Quindici anni dalla nascita del primo mammut
Il vento gelido le scompigliava i capelli e si infilava nel colletto della giacca a vento, ma non fece nemmeno lo sforzo di chiudere meglio la cerniera del piumino. Le pareva di essere diventata insensibile. Non al freddo o al vento, ma a tutto.

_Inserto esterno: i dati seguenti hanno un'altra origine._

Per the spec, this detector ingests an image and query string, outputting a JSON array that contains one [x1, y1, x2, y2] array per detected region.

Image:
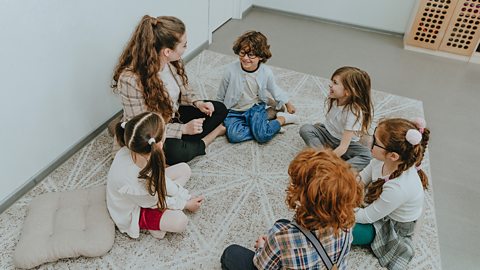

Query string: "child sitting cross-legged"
[[217, 31, 298, 143], [106, 112, 204, 238], [221, 148, 363, 270]]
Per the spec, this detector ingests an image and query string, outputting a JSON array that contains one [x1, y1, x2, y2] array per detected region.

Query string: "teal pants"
[[352, 223, 375, 246]]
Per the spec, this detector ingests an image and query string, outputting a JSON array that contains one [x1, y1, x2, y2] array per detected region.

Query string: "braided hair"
[[365, 118, 430, 204]]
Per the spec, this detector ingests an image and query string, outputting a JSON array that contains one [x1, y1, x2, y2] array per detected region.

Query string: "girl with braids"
[[300, 67, 373, 171], [221, 148, 363, 270], [112, 15, 227, 165], [353, 118, 430, 269], [107, 112, 203, 238]]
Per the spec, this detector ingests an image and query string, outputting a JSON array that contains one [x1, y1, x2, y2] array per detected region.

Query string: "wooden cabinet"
[[404, 0, 480, 62]]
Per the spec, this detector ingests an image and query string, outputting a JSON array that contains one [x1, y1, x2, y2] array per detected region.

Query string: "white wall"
[[0, 0, 209, 202], [253, 0, 415, 33], [242, 0, 253, 12]]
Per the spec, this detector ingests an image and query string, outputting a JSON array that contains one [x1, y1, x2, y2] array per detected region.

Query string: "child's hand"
[[254, 235, 267, 249], [285, 101, 296, 113], [196, 101, 215, 116], [182, 118, 205, 135], [185, 196, 205, 212]]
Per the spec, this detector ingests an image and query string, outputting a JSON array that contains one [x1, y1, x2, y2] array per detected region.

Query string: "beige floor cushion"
[[13, 186, 115, 268]]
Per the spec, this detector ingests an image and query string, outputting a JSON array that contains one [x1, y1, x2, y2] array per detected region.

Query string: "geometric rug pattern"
[[0, 50, 441, 269]]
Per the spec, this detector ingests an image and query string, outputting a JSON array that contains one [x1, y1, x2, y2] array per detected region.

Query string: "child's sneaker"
[[277, 112, 298, 125], [148, 230, 167, 239], [267, 105, 287, 120]]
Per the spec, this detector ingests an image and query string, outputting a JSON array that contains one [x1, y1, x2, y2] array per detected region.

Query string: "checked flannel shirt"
[[253, 222, 353, 270]]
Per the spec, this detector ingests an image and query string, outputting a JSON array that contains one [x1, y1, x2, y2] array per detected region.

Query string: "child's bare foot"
[[277, 112, 298, 126], [202, 124, 227, 147], [185, 196, 205, 212], [148, 230, 167, 239]]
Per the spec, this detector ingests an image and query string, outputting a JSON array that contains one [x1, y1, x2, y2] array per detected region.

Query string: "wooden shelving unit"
[[404, 0, 480, 63]]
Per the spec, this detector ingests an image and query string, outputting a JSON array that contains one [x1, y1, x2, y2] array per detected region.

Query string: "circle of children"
[[107, 15, 430, 269]]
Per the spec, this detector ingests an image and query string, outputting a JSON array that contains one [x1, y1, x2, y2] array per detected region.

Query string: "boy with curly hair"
[[217, 31, 297, 143]]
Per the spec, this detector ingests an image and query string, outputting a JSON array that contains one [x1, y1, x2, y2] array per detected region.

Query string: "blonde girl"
[[300, 67, 373, 171], [112, 15, 227, 165], [107, 113, 203, 238], [353, 118, 430, 269]]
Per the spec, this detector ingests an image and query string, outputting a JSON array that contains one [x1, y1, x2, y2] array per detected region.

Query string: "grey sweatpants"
[[300, 123, 372, 171]]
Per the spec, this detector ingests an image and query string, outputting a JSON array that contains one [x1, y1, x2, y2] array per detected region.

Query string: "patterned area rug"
[[0, 51, 441, 269]]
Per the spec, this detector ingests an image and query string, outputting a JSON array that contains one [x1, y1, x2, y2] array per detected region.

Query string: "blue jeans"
[[223, 103, 281, 143]]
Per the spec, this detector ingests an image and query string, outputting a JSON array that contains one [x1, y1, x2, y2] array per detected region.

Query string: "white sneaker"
[[277, 112, 298, 125], [148, 230, 167, 239]]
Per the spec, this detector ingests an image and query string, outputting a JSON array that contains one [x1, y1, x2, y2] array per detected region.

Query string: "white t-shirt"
[[160, 64, 180, 111], [355, 159, 425, 223], [232, 69, 260, 112], [325, 102, 362, 142], [107, 147, 190, 238]]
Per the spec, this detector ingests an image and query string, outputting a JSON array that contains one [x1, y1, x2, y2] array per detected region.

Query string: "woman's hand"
[[195, 100, 215, 116], [285, 101, 296, 113], [254, 235, 267, 249], [185, 196, 205, 212], [182, 118, 205, 135]]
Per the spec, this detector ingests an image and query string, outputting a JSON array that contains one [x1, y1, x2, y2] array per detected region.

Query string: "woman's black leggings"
[[163, 100, 228, 165]]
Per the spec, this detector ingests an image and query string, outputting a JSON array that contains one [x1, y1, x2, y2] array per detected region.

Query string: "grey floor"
[[209, 8, 480, 269]]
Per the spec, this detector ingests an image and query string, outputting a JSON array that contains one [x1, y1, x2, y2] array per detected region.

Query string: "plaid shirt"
[[253, 222, 353, 269], [114, 64, 198, 139]]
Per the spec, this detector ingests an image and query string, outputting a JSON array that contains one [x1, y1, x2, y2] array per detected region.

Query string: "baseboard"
[[0, 41, 208, 214], [251, 5, 404, 37]]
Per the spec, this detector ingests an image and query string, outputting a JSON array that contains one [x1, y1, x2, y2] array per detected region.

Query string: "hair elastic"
[[405, 128, 422, 145], [413, 117, 427, 134]]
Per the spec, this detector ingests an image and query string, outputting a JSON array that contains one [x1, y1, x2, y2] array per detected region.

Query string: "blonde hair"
[[365, 118, 430, 204], [327, 67, 373, 134], [115, 112, 167, 209]]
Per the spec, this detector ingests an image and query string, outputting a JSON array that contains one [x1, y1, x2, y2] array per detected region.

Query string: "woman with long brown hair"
[[112, 15, 227, 165]]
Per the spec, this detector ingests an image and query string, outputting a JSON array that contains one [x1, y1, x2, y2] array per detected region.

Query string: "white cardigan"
[[355, 159, 425, 223], [107, 147, 191, 238]]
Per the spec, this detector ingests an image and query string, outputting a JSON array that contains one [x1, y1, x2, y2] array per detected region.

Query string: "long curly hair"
[[327, 67, 373, 134], [365, 118, 430, 204], [111, 15, 188, 122], [233, 31, 272, 63], [115, 112, 167, 209], [286, 148, 363, 234]]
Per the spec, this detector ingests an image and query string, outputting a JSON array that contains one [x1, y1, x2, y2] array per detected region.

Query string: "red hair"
[[286, 149, 363, 234]]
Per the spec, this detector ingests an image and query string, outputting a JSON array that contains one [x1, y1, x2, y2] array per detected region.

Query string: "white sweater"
[[107, 147, 191, 238], [355, 159, 425, 223]]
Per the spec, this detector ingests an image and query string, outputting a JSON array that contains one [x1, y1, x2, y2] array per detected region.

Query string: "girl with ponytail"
[[107, 113, 203, 238], [111, 15, 227, 165], [352, 118, 430, 269]]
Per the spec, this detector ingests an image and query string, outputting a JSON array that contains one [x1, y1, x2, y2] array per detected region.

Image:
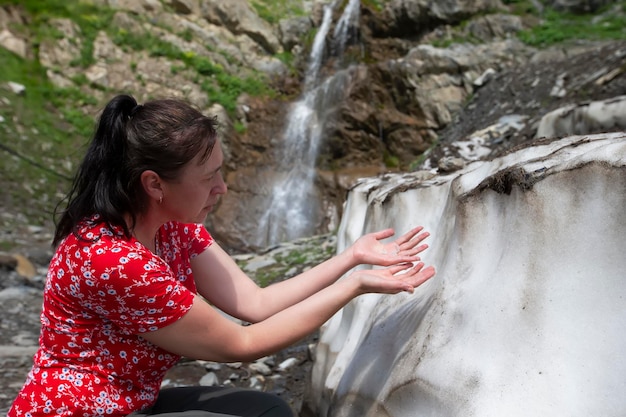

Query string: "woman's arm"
[[141, 262, 435, 362], [191, 227, 428, 323]]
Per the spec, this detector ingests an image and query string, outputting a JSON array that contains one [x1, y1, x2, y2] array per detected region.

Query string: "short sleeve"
[[81, 248, 194, 334], [185, 223, 213, 258]]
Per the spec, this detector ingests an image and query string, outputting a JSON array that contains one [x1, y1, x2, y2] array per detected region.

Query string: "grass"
[[518, 1, 626, 47]]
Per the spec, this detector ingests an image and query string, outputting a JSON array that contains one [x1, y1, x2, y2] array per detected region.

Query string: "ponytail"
[[52, 95, 139, 246], [52, 95, 217, 246]]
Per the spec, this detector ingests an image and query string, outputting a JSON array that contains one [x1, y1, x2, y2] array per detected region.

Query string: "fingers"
[[372, 228, 395, 240], [396, 262, 436, 294], [396, 226, 424, 246]]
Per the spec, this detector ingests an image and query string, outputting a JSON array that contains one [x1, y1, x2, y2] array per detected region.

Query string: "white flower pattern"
[[7, 216, 213, 417]]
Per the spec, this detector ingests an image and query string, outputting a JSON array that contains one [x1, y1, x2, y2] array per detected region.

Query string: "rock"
[[536, 95, 626, 138]]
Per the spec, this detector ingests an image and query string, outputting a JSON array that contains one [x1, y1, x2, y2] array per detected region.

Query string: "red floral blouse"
[[7, 216, 213, 417]]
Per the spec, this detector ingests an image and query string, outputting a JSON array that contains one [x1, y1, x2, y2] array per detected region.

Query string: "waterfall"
[[255, 0, 360, 246]]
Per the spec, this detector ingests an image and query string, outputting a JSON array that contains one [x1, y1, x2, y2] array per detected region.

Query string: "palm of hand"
[[353, 227, 429, 266]]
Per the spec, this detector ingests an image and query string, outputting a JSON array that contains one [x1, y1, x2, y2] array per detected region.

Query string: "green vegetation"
[[518, 1, 626, 47], [0, 0, 278, 244], [431, 0, 626, 48]]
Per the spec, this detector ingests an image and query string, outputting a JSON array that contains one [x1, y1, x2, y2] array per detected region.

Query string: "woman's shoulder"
[[158, 222, 213, 256], [160, 221, 211, 239]]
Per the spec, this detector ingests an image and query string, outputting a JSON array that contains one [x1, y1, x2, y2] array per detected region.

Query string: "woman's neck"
[[125, 214, 161, 254]]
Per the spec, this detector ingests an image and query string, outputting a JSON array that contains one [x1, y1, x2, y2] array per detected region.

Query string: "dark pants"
[[129, 387, 293, 417]]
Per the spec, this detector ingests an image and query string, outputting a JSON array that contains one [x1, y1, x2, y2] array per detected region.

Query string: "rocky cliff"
[[0, 0, 626, 251]]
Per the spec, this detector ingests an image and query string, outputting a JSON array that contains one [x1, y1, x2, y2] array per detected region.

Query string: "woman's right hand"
[[349, 262, 435, 294]]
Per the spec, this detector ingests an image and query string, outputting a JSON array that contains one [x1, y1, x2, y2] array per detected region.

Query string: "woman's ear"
[[141, 170, 163, 201]]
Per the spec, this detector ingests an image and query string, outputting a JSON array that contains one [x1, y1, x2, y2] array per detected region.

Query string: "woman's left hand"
[[351, 226, 430, 266]]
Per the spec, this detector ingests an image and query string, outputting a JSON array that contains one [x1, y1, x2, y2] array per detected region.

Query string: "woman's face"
[[161, 141, 227, 223]]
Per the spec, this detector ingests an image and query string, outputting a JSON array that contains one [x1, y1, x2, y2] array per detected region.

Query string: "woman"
[[8, 95, 434, 417]]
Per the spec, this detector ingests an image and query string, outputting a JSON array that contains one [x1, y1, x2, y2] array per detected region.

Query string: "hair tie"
[[128, 104, 143, 119]]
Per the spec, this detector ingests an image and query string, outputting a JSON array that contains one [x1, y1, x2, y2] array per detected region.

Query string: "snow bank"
[[303, 133, 626, 417]]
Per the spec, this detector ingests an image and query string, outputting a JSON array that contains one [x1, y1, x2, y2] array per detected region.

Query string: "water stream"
[[255, 0, 360, 246]]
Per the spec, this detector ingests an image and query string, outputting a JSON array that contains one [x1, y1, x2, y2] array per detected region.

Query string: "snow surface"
[[308, 133, 626, 417]]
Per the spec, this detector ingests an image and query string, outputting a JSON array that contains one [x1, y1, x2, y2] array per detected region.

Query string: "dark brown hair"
[[52, 95, 217, 246]]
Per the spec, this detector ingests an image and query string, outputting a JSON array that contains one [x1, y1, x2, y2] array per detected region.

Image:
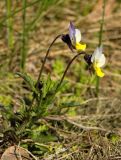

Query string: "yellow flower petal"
[[93, 63, 105, 77], [75, 43, 86, 51]]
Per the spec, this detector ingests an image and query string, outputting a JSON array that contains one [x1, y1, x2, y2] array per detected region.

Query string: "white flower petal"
[[98, 54, 106, 67], [91, 47, 102, 63], [75, 29, 81, 43], [91, 46, 106, 67]]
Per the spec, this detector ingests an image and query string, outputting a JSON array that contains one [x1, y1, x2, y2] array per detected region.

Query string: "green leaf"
[[16, 72, 37, 93]]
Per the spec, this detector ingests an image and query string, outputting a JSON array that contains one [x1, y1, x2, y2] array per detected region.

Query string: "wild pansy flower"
[[84, 46, 106, 77], [62, 22, 86, 52], [91, 46, 106, 77]]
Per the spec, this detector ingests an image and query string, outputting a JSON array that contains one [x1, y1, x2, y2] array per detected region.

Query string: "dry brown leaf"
[[1, 146, 31, 160]]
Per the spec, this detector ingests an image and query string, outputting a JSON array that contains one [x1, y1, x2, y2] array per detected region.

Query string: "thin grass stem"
[[6, 0, 14, 50], [21, 0, 27, 71], [96, 0, 106, 97]]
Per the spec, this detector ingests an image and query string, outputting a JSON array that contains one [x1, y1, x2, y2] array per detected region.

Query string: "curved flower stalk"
[[84, 46, 106, 77], [62, 22, 86, 52]]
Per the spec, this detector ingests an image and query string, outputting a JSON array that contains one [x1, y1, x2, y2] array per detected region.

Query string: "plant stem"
[[56, 52, 85, 90], [6, 0, 14, 50], [21, 0, 27, 71], [36, 34, 62, 86], [96, 0, 106, 97], [31, 34, 63, 107]]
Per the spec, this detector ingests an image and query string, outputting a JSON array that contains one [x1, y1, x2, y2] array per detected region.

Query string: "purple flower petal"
[[69, 22, 75, 40]]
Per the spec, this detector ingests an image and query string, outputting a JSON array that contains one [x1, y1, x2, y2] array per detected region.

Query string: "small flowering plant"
[[62, 22, 106, 77], [84, 46, 106, 77], [62, 22, 86, 52]]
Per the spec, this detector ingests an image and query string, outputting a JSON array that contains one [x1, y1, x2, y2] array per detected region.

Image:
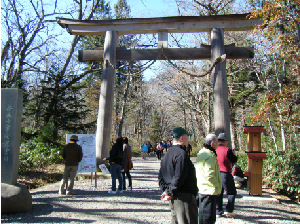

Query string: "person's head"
[[203, 134, 218, 149], [116, 136, 123, 145], [218, 133, 229, 146], [173, 127, 190, 146], [70, 135, 78, 142], [123, 137, 128, 144]]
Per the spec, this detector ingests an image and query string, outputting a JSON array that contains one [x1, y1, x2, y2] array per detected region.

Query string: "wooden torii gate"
[[57, 14, 262, 164]]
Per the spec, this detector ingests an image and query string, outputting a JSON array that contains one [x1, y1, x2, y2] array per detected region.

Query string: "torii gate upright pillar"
[[96, 31, 118, 164], [211, 28, 231, 148]]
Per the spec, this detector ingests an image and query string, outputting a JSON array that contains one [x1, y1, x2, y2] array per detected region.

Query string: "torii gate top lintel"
[[57, 14, 262, 35]]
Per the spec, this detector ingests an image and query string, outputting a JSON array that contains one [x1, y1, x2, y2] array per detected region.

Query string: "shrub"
[[19, 138, 63, 173], [264, 150, 300, 201]]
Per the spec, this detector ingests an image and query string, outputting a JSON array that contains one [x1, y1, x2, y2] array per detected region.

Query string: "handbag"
[[126, 147, 133, 170]]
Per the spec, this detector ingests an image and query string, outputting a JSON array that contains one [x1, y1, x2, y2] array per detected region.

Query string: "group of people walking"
[[59, 127, 237, 224], [158, 127, 237, 224], [58, 135, 132, 195], [105, 137, 132, 194]]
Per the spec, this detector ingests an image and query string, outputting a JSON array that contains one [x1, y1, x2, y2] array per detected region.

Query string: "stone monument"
[[1, 88, 32, 213]]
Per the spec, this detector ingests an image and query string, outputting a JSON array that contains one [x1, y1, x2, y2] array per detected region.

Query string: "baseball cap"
[[172, 127, 192, 137], [70, 135, 78, 141]]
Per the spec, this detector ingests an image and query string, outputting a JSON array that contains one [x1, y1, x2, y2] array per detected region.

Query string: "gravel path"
[[1, 157, 300, 224]]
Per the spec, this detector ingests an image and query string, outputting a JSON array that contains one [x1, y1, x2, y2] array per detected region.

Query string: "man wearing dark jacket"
[[108, 136, 123, 194], [158, 127, 198, 224], [58, 135, 82, 195], [216, 133, 237, 217]]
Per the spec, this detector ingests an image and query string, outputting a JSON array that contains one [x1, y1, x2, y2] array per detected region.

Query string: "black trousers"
[[170, 193, 198, 224], [199, 195, 216, 224], [216, 172, 236, 215], [122, 171, 132, 190]]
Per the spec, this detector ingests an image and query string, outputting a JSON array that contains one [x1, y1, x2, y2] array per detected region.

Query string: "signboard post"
[[66, 134, 97, 187]]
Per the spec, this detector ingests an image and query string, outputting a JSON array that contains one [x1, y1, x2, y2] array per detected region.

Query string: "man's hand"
[[160, 192, 173, 201]]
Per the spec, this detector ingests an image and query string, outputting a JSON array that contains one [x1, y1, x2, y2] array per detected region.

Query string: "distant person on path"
[[141, 141, 148, 159], [147, 142, 152, 156], [156, 143, 163, 160], [231, 165, 247, 188], [104, 137, 123, 194], [122, 137, 132, 191], [196, 134, 222, 224], [216, 133, 237, 217], [158, 127, 198, 224], [58, 135, 82, 195], [186, 144, 193, 157]]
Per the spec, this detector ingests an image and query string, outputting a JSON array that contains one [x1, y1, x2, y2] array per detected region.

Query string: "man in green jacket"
[[196, 134, 222, 224]]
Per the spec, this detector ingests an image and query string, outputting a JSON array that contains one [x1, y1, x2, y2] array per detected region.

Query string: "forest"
[[1, 0, 300, 201]]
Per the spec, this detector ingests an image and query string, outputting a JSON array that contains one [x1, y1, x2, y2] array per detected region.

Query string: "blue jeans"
[[199, 195, 216, 224], [216, 172, 236, 215], [59, 166, 78, 193], [110, 163, 123, 191]]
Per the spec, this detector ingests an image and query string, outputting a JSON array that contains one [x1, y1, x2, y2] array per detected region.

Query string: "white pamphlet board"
[[66, 134, 97, 173]]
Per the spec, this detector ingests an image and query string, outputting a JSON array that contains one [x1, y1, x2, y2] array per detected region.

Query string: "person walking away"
[[141, 141, 148, 159], [158, 127, 198, 224], [106, 137, 123, 194], [147, 141, 151, 156], [216, 133, 237, 217], [156, 143, 163, 160], [58, 135, 82, 195], [231, 164, 247, 188], [196, 134, 222, 224], [122, 137, 132, 191]]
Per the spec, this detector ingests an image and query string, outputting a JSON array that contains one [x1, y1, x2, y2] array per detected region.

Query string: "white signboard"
[[67, 134, 97, 173]]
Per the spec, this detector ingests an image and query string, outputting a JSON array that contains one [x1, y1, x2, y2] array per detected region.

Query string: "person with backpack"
[[141, 141, 148, 159], [122, 137, 132, 191], [58, 135, 83, 195], [156, 143, 163, 160], [104, 136, 123, 194]]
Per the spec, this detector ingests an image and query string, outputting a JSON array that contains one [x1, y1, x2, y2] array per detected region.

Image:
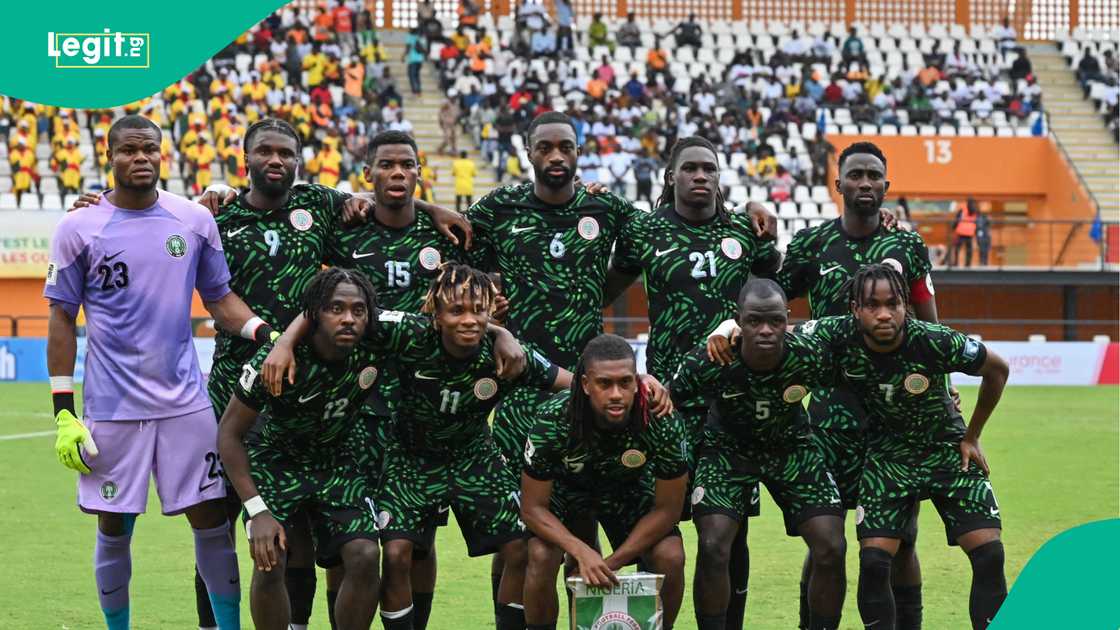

Alain si avvicinò a strascicando i piedi e le si mise al fianco, con le mani affondate nelle tasche del duvet. Da lontano, portato dalle raffiche gelate, giungeva un barrito acuto, lamentoso. Una piccola sagoma galoppava avanti e indietro nella tundra in mezzo ai fiocchi gelati che iniziavano ad accumularsi al suolo.
Petra si girò verso il socio. «Allora è davvero finita?»
Alain annuì. «Il piccolo è l’ultimo rimasto. E senza la madre non sopravvivrà all’inverno. I cacciatori l’hanno appena abbattuta.»
«Spero siano felici di aver portato nuovamente all’estinzione il mammut. Non avranno altre battute di caccia, lo sanno questo? Niente più zanne da esporre come trofei della propria arroganza, niente più carne per i loro pranzi da miliardari.»
L’uomo ridacchiò senza divertimento. «Oh non preoccuparti. I nostri magnanimi finanziatori hanno approfittato anche di questo. La caccia all’ultimo mammut l’hanno fatta pagare più di tutte le altre messe assieme. E il valore dei trofei è salito vertiginosamente ora che non potranno essercene altri. Da quando ci hanno estromessi dal progetto hanno fatto soldi a palate.»
«Distruggendo la loro fonte di guadagno. Aveva ragione il professor Jackson, il mammut si è estinto per colpa della stupidità, ma di certo non la sua.»